Linzi McCoy and Darcey McCoy directed and choreographed the show. The blocking and movement choices made full use of the big stage and allowed for the transitions to run smoothly. It's clear the joyfully spirited choreography had been influenced by previous productions of Joseph and it wasn't too complicated or too easy for the children to pick up, it was just right. I particularly loved the reference to Les Miserables in Those Canaan Days.
Another successful production element was the set. The cartoon style projected backdrop provided context for the story. In a positive sense, the set looked like a DIY school play set; it was like they had raided the backstage area to find the appropriate set pieces. We saw: palm trees, a posh chair and table, a well, and some pyramids.

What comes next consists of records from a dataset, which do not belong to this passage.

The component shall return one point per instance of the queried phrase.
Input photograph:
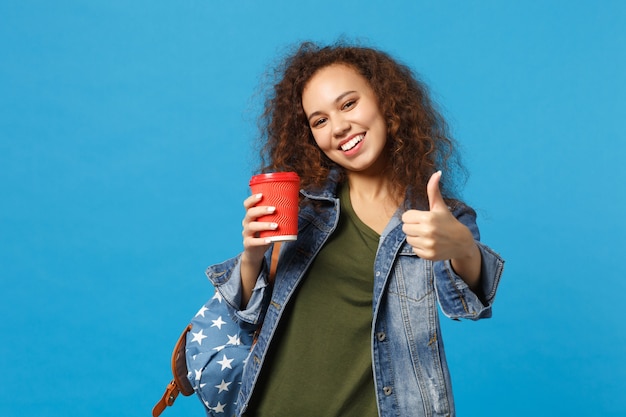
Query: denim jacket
(411, 375)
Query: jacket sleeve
(456, 299)
(226, 278)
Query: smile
(346, 146)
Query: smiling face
(345, 119)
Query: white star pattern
(218, 323)
(220, 342)
(223, 386)
(219, 408)
(234, 340)
(226, 363)
(197, 337)
(201, 311)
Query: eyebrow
(337, 100)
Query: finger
(435, 199)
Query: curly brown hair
(418, 140)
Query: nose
(341, 126)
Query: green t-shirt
(320, 361)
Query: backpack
(209, 357)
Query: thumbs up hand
(436, 234)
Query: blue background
(125, 149)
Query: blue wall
(125, 148)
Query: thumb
(435, 199)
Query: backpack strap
(180, 384)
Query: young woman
(350, 327)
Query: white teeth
(352, 143)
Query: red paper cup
(281, 190)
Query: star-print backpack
(209, 356)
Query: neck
(371, 188)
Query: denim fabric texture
(410, 369)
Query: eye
(348, 105)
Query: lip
(348, 139)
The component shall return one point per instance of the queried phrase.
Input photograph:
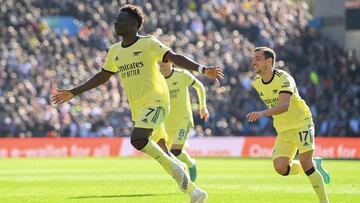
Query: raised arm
(200, 90)
(182, 61)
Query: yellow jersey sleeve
(158, 49)
(286, 83)
(188, 78)
(109, 64)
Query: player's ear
(269, 61)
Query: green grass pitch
(137, 180)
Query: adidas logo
(136, 53)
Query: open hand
(254, 116)
(61, 96)
(215, 73)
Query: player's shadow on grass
(122, 196)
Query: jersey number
(306, 137)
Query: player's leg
(306, 147)
(149, 129)
(314, 176)
(179, 139)
(182, 155)
(196, 194)
(284, 152)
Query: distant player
(292, 121)
(180, 120)
(135, 60)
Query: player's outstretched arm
(200, 90)
(182, 61)
(283, 106)
(63, 95)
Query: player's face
(125, 24)
(165, 67)
(258, 62)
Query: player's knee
(176, 152)
(282, 168)
(306, 163)
(139, 143)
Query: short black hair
(268, 53)
(135, 12)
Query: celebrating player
(292, 121)
(180, 119)
(135, 60)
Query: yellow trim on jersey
(298, 113)
(137, 68)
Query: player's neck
(267, 75)
(129, 39)
(167, 72)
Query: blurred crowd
(34, 61)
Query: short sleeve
(109, 64)
(157, 49)
(189, 79)
(287, 84)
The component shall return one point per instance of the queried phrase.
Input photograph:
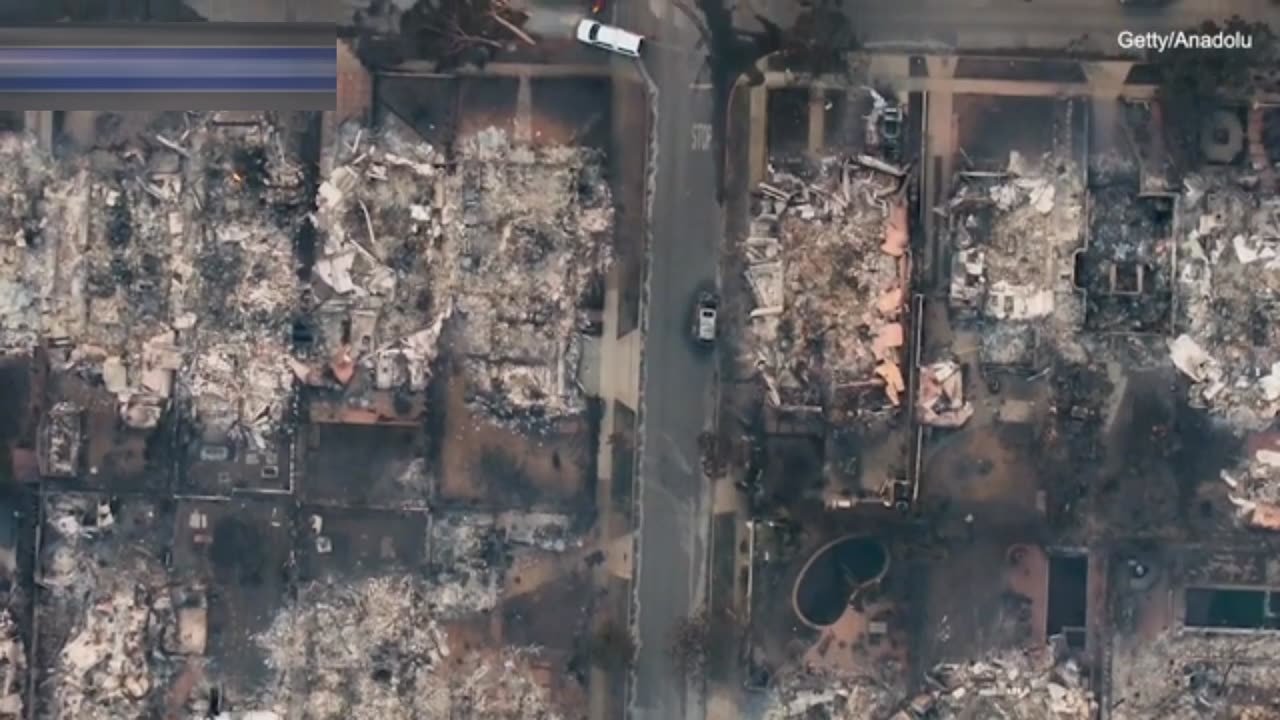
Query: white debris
(826, 260)
(499, 247)
(375, 651)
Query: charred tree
(458, 32)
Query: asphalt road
(685, 231)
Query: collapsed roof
(496, 247)
(828, 267)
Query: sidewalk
(620, 391)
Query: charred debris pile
(493, 250)
(828, 267)
(202, 265)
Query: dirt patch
(571, 112)
(497, 466)
(987, 127)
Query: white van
(609, 37)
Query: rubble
(378, 648)
(1188, 675)
(1014, 686)
(1229, 291)
(1255, 481)
(114, 269)
(941, 401)
(810, 695)
(494, 249)
(1015, 236)
(13, 668)
(115, 610)
(828, 268)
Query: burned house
(1014, 238)
(489, 251)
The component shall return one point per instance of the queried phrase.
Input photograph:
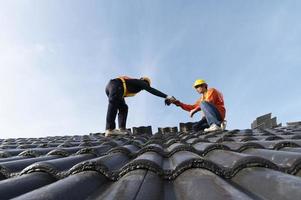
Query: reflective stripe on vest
(125, 91)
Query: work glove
(177, 103)
(169, 100)
(193, 111)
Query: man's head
(201, 86)
(146, 79)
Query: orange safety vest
(126, 93)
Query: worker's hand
(177, 103)
(169, 100)
(192, 112)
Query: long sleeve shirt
(136, 85)
(212, 96)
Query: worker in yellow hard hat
(211, 103)
(117, 90)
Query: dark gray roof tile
(166, 165)
(269, 184)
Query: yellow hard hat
(199, 82)
(146, 79)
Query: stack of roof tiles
(171, 164)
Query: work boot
(124, 131)
(213, 128)
(111, 132)
(223, 125)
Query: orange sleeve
(189, 107)
(210, 96)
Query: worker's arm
(144, 86)
(187, 107)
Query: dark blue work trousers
(114, 91)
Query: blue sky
(57, 56)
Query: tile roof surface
(171, 164)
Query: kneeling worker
(119, 88)
(212, 105)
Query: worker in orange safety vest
(211, 103)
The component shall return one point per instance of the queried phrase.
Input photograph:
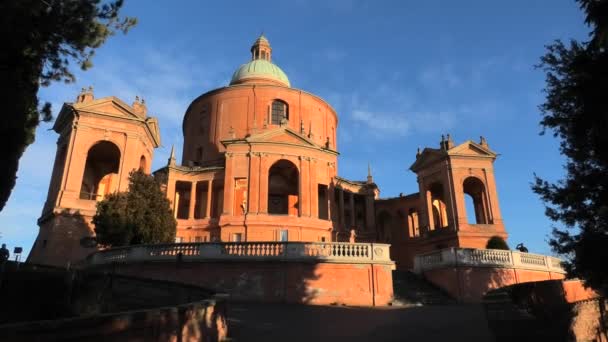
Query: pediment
(280, 135)
(428, 156)
(111, 106)
(472, 149)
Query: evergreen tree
(141, 215)
(39, 39)
(576, 111)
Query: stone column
(314, 192)
(352, 210)
(304, 188)
(263, 193)
(429, 209)
(176, 204)
(254, 183)
(192, 200)
(369, 212)
(229, 184)
(209, 192)
(341, 207)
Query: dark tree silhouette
(39, 40)
(576, 111)
(141, 215)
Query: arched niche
(383, 225)
(475, 198)
(100, 176)
(439, 214)
(283, 188)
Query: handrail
(486, 258)
(215, 251)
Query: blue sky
(399, 74)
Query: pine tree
(141, 215)
(576, 110)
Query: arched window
(279, 112)
(412, 222)
(101, 171)
(383, 226)
(283, 185)
(439, 214)
(475, 198)
(142, 164)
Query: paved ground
(287, 322)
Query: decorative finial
(449, 142)
(171, 160)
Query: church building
(259, 163)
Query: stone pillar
(369, 212)
(314, 192)
(352, 210)
(253, 199)
(192, 200)
(209, 192)
(263, 201)
(428, 201)
(229, 184)
(304, 188)
(341, 207)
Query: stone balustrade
(452, 257)
(332, 252)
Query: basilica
(260, 163)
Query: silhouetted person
(520, 247)
(4, 253)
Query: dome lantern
(261, 49)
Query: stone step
(411, 289)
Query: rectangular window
(284, 235)
(322, 202)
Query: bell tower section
(100, 142)
(448, 179)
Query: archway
(383, 226)
(475, 195)
(101, 171)
(439, 214)
(283, 185)
(143, 166)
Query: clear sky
(399, 74)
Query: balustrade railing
(333, 251)
(486, 258)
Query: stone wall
(467, 273)
(552, 310)
(310, 273)
(46, 303)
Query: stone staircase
(411, 289)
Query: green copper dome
(259, 68)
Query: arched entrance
(283, 185)
(101, 171)
(474, 192)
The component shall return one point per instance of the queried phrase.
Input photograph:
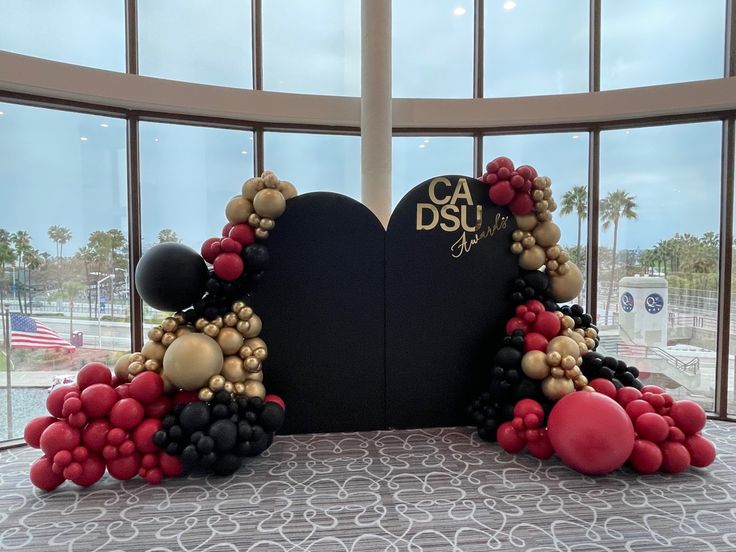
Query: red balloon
(522, 204)
(541, 448)
(171, 465)
(689, 416)
(509, 439)
(243, 234)
(638, 407)
(94, 435)
(94, 372)
(98, 399)
(501, 193)
(59, 436)
(602, 385)
(627, 394)
(646, 457)
(143, 435)
(590, 432)
(158, 408)
(547, 324)
(652, 427)
(92, 469)
(275, 398)
(207, 251)
(702, 452)
(55, 400)
(34, 429)
(675, 457)
(124, 467)
(126, 414)
(146, 387)
(534, 341)
(228, 266)
(43, 477)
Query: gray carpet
(436, 489)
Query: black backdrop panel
(322, 305)
(446, 299)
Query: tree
(614, 206)
(59, 235)
(168, 235)
(575, 200)
(70, 290)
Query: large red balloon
(590, 432)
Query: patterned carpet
(436, 489)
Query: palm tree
(168, 235)
(575, 200)
(59, 235)
(614, 206)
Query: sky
(69, 169)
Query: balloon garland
(192, 399)
(599, 415)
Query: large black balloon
(171, 276)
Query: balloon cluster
(600, 415)
(100, 423)
(216, 435)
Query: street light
(99, 323)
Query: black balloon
(171, 276)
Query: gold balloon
(254, 389)
(547, 234)
(269, 203)
(121, 367)
(565, 287)
(232, 368)
(255, 326)
(192, 360)
(230, 340)
(287, 189)
(169, 324)
(526, 222)
(564, 345)
(534, 365)
(238, 210)
(532, 258)
(250, 187)
(254, 376)
(154, 350)
(556, 388)
(216, 382)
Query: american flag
(26, 333)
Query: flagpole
(8, 388)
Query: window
(564, 158)
(312, 47)
(419, 158)
(63, 245)
(661, 41)
(535, 48)
(432, 45)
(188, 40)
(83, 32)
(315, 162)
(658, 253)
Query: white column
(375, 114)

In their own words, the North Stars Theatre Company wish to create a rehearsal and performance environment where children of all theatrical abilities can unashamedly be themselves. Their ethos promotes diversity and inclusivity. They clearly want to develop young people in a personal way and as performers. This is what theatre is about. It's moving to witness. Watching this show brought back memories from when I was Joseph in a youth theatre production. Lots of hard work and effort had gone into this production, not just from the children but from the artistic team as well. With more time, projects, and performances, all of the young performers have the potential to create a bright future for themselves. Well done to all.